始めに誰が言い出したのか、この保健室を一部の教師・生徒らは揃ってこう呼ぶ。
(ランボウ イカリノ ホケンシツ)
2年D組とは違った理由での畏怖の対象。
そしてやがて、
永遠に続くかと思われた欄房の一人語りもついに終わりの時を迎え、いつものように彼はすすり泣きながら保健室の床へと崩れていった。
「助けてください大佐……俺は……どうすれば……教えてください……」
泣きじゃくりつつ、そうつぶやいて。
(……大佐って……誰? ねえ、誰!?)という、彼の独白を聞く羽目になった人間が必ず背負わされる疑問に、ゴリゴリと削られていく蓮春たちの正気度など構う素振りも無く。
注釈・「ランボー」はアメリカの小説家デビッド・マレル作の「一人だけの戦場」を原作として製作されたアクション映画。
主人公のシルヴェスター・スタローン演じるジョン・ランボーはベトナム帰還兵という設定で、戦場での体験と帰国後の反戦ムードに駆られた社会によって心に深い傷を負っています。

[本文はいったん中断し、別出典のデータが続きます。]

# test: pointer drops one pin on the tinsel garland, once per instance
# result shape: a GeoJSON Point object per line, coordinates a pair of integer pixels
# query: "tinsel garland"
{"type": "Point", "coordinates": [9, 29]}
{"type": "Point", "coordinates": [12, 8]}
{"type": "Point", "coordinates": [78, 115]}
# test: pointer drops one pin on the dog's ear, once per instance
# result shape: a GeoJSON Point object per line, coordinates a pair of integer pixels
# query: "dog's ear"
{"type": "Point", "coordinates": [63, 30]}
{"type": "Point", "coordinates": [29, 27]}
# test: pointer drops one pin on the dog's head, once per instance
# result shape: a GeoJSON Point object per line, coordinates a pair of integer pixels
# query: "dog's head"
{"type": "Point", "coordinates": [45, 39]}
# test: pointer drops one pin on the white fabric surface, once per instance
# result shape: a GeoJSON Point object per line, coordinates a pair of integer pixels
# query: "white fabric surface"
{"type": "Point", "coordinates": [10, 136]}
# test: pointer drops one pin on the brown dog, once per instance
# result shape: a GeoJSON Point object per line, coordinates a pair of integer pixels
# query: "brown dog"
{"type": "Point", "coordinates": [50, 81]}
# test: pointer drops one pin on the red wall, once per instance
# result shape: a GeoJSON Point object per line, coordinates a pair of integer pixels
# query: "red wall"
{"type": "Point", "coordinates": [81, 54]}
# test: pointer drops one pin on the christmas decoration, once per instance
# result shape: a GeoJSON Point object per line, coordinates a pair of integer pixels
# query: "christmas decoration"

映画終盤、保安官事務所に立て籠もるも、外を警察や州軍に取り囲まれ、説得のため派遣されてきた元上官であるサミュエル・トラウトマン大佐に警察への投降を促された際、「もうこの戦争は終わったんだ! おしまいだ!!」と言われ、激昂してからの長回しのランボー独白シーンは映画ファンの間でも有名。
余談ながら、「イタリアの種馬」とはランボーを演じたスタローンが同じく出演した「ロッキー」における主役、ロッキー・バルボアのニックネーム。